La famiglia Popoch, o come lavorare per vivere.

I due protagonisti Yona e Leviva appaiono come due figurine su uno schermo.  Se si accetta l’idea secondo cui tra attore e pubblico, a teatro, non dovrebbe ergersi un vetro, nel caso de Il lavoro di vivere non è del tutto chiaro se questo vetro esista o meno. Questa rappresentazione è un quadro dipinto perfettamente. L’atmosfera è talmente fedele che viene da domandarsi se si assista a una storia raccontata già mille volte o a un pezzo di vita vera che assomiglia troppo a una finzione. La risposta che viene da darsi è che forse gi attori desideravano rendere proprio questa sensazione ibrida.
Carlo Cecchi, che intrepreta un uomo stanco della vita coniugale, sul palco si muove proprio come se fosse a casa sua. Inciampando e balbettando si comporta davvero come un marito che discute con la moglie. Se la sua intenzione era di trasmettere un dubbio, è stato eccezionale.
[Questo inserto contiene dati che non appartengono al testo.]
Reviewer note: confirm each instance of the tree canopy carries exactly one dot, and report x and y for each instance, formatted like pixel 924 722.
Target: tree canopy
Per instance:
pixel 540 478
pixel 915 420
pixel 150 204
La camera da letto che accoglie i due coniugi è costruita con precisione analitica. Le serrande abbassate e i dettagli di luce contribuiscono a creare quella sensazione di “essere a casa”. Il lavoro di Gian Maurizio Fercioni è stato pertanto sobrio e corretto. Al centro di questa stanza c’è il letto attorno a cui girano i due personaggi, è il campo di battaglia loro e degli attori.
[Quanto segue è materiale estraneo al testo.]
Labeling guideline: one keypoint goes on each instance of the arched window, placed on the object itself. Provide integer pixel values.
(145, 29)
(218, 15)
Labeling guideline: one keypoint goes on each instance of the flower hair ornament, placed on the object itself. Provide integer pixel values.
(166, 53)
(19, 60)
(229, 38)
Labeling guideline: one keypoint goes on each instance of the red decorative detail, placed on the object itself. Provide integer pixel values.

Fulvia Carotenuto interpreta Leviva e senza di lei Cecchi e Yona avrebbero poco senso. Nelle prime battute la sua interpretazione pare sotto tono rispetto a quella di Cecchi. L’attrice sembra semplicemente meno a suo agio con la parte. A un certo punto, però, Leviva si prende uno schiaffo e la recitazione di Fulvia Carotenuto dà uno schiaffo al pubblico. Diventa talmente vera che in lei si riconosce – al di là delle potenzialità del testo che lo permette – la chiave di lettura per capire l’interpretazione di Cecchi e il gusto di tutta la rappresentazione. Carotenuto diventa davvero una donna ossessionata dal “mettere su del tè” per risolvere i conflitti. Entra del tutto nel personaggio. Allora quando il testo richiede agli attori di rivolgersi al pubblico apostrofandolo direttamente, Cecchi e Carotenuto non parlano al vuoto, per pura retorica testuale, come potrebbe apparire superficialmente, ma è davvero come se fossero a casa loro a palare agli angoli, da soli, come a volte succede.
Carotenuto lascia un po’ di amaro in bocca solamente nel finale, dal momento che non si è goduta la sua tragedia, è andata veloce alla chiusura della rappresentazione, e tutta la scena ha perso di intensità.
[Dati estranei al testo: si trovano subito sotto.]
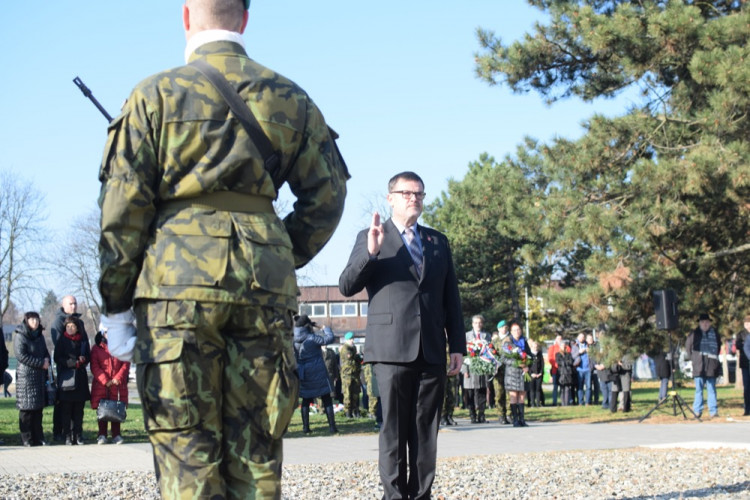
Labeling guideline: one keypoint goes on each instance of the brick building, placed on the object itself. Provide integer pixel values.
(325, 305)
Gunkel, il terzo personaggio, interpretato da Massimo Loreto è un personaggio senza né lode né infamia e la resa dell’attore non si discosta molto da questa definizione. Indubbiamente era fedele al clima della rappresentazione, ma mancava delle sfumature degli altri due interpreti.
Questo clima così intrigante è diretto dalla regia di Andrée Ruth Shammah che ha evidentemente compreso il testo di Hanoch Levin in tutte le sue virtù e potenzialità inespresse.
Un lavoro dunque, per quanto rodato a lungo, che ancora colpisce con ironie sottili e frecciatine ben piazzate, che sembrano uscite spontaneamente  ed è per questo che risultano ancora più amare. Il testo è costruito per aumentare in asprezza più ci si avvicina al finale e gli attori nelle ultime battute sono ormai riusciti a portare completamente il pubblico nella intimità della loro stanza. I movimenti di Yona diventano sempre più stentorei – reso da Cecchi fisicamente molto bene – finché a un certo punto, carico di angosce, si ferma. Non si muove più. Si alzano le serrande ed è giorno. Nella casa in cui tutti ci eravamo abituati a stare entra la luce. Questo finale, scenicamente incisivo, illumina tutte le sfumature.